Engineered virus is effective against triple negative breast cancer cells

Scientists have discovered a potential cure for one of the most aggressive and least treatable forms of breast cancer called "triple negative breast cancer." In laboratory experiments involving human cancer cells, scientists used a virus similar to the one that helped eradicate smallpox to coax cancer cells to produce a protein which makes them susceptible to radioactive iodine. This discovery was published in the February 2014 issue of The FASEB Journal. Please note that human clinical trials are necessary before any definitive claims of a cure can be made and treatments can be made available.

"We hope that the recent advances in virology, genetic engineering and targeted radiotherapy will soon translate into an entire class of novel oncolytic, virotherapies for the treatment of deadly cancers," said Yuman Fong, M.D., a researcher involved in the work from the Department of Surgery at Memorial Sloan-Kettering Cancer Center in New York, NY.

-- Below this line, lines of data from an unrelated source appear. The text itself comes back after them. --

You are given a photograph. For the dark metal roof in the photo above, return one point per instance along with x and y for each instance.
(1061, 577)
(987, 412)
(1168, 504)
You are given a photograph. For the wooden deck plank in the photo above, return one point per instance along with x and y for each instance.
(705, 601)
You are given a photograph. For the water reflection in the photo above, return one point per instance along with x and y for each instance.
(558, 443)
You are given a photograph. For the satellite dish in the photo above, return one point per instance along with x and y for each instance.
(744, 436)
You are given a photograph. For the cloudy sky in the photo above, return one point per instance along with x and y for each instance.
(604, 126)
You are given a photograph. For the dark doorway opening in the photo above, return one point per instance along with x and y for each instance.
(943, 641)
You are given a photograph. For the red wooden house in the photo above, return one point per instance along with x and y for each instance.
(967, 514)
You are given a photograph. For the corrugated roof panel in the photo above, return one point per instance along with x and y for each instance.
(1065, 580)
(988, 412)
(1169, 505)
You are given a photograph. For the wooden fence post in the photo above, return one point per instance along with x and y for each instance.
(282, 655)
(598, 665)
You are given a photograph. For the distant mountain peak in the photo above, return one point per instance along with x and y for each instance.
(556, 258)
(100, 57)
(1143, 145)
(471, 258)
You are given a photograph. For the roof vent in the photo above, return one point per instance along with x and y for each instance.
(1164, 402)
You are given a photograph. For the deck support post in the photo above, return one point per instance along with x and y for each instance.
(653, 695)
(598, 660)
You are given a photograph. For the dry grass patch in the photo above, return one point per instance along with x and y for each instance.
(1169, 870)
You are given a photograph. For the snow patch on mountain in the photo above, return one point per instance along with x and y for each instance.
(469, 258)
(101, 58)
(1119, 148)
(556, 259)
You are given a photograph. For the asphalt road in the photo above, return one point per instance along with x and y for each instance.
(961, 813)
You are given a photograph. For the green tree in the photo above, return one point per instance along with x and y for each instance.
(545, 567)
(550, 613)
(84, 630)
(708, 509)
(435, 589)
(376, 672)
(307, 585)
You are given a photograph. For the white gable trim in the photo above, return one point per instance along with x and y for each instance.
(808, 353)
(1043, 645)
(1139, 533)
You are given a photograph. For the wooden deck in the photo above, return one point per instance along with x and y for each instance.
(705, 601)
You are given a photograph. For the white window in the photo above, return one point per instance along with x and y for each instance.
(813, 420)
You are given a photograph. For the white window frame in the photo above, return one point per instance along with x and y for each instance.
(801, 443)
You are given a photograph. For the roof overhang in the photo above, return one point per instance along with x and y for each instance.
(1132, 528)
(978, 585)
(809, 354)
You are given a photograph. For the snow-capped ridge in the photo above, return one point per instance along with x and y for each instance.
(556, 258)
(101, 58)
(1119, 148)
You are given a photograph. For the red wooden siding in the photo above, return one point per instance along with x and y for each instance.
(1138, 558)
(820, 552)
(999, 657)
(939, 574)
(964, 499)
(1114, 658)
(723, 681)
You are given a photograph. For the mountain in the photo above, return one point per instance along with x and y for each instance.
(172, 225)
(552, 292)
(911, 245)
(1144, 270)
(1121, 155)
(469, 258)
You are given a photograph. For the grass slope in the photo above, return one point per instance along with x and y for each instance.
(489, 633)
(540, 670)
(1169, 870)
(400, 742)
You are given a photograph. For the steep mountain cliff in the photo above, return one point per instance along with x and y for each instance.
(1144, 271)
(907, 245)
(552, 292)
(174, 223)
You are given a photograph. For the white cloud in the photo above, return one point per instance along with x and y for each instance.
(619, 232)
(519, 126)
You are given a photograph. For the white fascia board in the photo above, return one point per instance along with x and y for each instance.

To make this discovery, Fong and colleagues successfully infected and killed TNBC cells using a vaccinia virus. In addition, the researchers were also able to use the virus to cause infected cancer cells produce a cell surface protein called hNIS that normally is used to concentrate iodine in thyroid cells. The hNIS protein, expressed in thyroid cancer, is why most thyroid cancers can be cured or successfully treated with a small dose of radioactive iodine (which kills thyroid cancer cells expressing hNIS). Armed with the ability to force TNBC cells to produce this protein, researchers now have a way to deliver anticancer therapies to this deadly and resistant form of cancer.

"This is an important and significant discovery that basically combines proven cures for two other diseases," said Gerald Weissmann, M.D., Editor-in-Chief of The FASEB Journal. "Even more exciting is that the effects of this virus and radioactive iodine are well known in people, hopefully reducing the amount of time it will take for it to reach the clinic."